OB Klingebiel nahm dazu gleich eingangs der Sitzung in einer persönlichen Erklärung Stellung. Er verurteilte das Vergehen „aufs Schärfste“ und betonte, dass die Taten „widerwärtig“ für das Opfer gewesen seien. Zudem wären durch den Schutz der Identität des Politikers alle Mandatsträger der Stadt unter Generalverdacht geraten. Der Vorfall habe in der Bevölkerung höchste Irritation verursacht. Klingebiel betonte, der Volksvertreter habe selbst zu erkennen, welche Konsequenzen allein aus Gründen von Anstand, Moral und Glaubwürdigkeit für sein Amt zu ziehen seien. Ausschließen könne ihn aber nicht der Rat, nur die eigene Partei.

Das meinen SPD und CDU

Von einer „unerträglichen Belastung des Rates als höchstes Organ unserer Stadt“, sprach anschließend SPD-Fraktionschef Frank Miska. Die Sozialdemokraten, die die Zeitungsberichte „mit Fassungslosigkeit und Entsetzen“ verfolgt hätten, distanzierten sich von diesem Politiker. Hätte es sich um ein Mitglied der SPD-Fraktion gehandelt, wäre konsequent gehandelt worden, betonte Miska.

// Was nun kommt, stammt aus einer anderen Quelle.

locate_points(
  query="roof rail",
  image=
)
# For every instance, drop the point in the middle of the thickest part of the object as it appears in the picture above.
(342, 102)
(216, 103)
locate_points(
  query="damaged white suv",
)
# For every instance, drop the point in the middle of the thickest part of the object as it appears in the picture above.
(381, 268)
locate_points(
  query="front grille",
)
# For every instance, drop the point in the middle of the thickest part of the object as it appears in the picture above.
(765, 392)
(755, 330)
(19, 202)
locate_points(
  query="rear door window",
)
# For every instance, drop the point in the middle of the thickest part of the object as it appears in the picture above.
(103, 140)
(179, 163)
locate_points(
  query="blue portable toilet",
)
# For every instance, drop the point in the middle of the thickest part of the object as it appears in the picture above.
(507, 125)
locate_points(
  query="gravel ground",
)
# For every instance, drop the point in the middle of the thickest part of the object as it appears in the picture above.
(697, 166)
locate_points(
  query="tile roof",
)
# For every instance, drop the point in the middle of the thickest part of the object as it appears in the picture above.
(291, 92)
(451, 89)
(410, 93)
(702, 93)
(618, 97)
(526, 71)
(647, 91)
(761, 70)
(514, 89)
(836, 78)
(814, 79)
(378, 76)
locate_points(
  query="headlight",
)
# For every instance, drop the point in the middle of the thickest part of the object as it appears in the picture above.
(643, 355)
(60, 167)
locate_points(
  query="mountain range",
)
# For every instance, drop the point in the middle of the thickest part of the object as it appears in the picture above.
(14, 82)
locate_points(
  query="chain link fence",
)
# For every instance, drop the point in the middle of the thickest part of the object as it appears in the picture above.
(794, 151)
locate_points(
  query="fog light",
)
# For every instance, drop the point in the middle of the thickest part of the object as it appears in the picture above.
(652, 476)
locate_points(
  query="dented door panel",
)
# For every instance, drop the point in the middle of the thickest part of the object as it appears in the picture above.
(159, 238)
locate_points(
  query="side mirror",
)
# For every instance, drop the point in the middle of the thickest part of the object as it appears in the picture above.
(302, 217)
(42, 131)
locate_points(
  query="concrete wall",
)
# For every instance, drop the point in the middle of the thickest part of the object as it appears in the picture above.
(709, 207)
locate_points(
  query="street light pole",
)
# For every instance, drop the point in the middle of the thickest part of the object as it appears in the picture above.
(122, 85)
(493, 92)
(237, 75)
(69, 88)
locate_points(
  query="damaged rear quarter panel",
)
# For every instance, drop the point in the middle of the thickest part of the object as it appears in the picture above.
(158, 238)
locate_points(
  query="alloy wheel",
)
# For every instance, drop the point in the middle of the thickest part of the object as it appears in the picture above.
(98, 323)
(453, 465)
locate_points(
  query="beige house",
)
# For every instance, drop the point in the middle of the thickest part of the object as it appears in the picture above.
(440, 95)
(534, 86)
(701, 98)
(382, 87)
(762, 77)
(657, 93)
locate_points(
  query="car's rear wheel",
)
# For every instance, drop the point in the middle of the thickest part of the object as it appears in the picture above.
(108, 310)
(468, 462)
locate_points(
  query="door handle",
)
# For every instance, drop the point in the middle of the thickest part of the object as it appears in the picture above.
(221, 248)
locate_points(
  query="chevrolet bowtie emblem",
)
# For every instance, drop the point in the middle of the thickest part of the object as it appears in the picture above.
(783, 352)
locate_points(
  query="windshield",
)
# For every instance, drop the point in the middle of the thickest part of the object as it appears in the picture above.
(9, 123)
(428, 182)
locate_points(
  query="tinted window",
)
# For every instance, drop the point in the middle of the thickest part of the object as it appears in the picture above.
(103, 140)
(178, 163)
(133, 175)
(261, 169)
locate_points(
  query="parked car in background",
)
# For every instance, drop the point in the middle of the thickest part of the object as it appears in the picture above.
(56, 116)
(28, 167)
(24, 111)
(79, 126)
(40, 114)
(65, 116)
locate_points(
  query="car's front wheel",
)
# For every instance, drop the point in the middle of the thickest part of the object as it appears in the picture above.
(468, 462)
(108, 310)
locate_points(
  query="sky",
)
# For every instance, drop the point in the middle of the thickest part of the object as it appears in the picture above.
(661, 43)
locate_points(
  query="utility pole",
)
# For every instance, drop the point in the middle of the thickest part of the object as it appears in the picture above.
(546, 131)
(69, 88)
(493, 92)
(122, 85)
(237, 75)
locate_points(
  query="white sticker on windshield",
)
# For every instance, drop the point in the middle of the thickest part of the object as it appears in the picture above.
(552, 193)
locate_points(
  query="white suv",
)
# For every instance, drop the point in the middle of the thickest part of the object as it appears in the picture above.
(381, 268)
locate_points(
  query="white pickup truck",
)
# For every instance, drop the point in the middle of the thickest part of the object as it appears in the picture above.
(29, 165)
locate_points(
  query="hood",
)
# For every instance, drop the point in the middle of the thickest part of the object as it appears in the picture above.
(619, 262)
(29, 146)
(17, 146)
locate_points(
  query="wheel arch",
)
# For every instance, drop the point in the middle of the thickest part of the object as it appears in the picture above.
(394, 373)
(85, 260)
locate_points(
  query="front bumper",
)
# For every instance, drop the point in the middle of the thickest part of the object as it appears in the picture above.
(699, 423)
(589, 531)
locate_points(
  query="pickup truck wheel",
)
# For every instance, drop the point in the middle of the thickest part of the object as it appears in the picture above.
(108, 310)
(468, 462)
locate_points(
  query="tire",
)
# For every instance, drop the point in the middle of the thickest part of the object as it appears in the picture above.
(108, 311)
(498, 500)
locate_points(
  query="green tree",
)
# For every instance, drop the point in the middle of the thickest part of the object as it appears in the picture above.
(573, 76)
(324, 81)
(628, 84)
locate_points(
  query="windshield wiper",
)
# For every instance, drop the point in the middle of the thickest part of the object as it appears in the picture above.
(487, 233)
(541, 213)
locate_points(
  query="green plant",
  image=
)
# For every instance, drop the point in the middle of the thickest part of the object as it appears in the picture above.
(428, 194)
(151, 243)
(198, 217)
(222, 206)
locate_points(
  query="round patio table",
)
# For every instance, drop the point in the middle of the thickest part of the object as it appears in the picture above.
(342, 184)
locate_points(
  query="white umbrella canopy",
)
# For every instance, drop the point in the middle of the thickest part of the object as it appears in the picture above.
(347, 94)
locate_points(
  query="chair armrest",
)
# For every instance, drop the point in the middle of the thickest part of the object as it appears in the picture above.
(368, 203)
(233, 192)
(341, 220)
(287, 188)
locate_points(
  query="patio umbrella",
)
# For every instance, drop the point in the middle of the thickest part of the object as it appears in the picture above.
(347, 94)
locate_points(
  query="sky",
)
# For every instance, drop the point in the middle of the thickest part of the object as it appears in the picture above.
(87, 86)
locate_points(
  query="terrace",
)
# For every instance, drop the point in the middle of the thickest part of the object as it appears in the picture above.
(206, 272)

Ähnlich reagierte sein Amtskollege von der CDU. Es sei eine „unerträgliche Situation entstanden“, betonte Thomas Huppertz. Dann richtete er sich direkt an die AfD-Fraktion und forderte sie dazu auf, den Politiker zum Mandatsverzicht zu bewegen. Für die Gruppe von Grünen und „Partei“ wandte sich Julia Mews an das Opfer der Tat und drückte der Frau sichtbar bewegt ihr „tiefstes Mitgefühl“ aus. „Unsere Abscheu gilt dem Täter, der immer noch in unseren Reihen sitzt“, rief sie. Marcel Bürger (Bündnisgrüne), Ercan Kilic (FDP) und Selahettin Ince (Linke) distanzierten sich ebenfalls sehr nachdrücklich von dem Mandatsträger.

So reagierte die AfD

Am Ende nahm AfD-Fraktionschefin Patricia Mair zu den Vorwürfen Stellung. Ihr sei weder bekannt, dass der Rat über einen Zeitungsartikel sprechen wolle, noch wisse sie, wer hier verdächtigt werde. Sie verwahrte sich gegen Anschuldigungen und drohte dem Rat mit rechtlichen Schritten. Gelächter schallte ihr entgegen.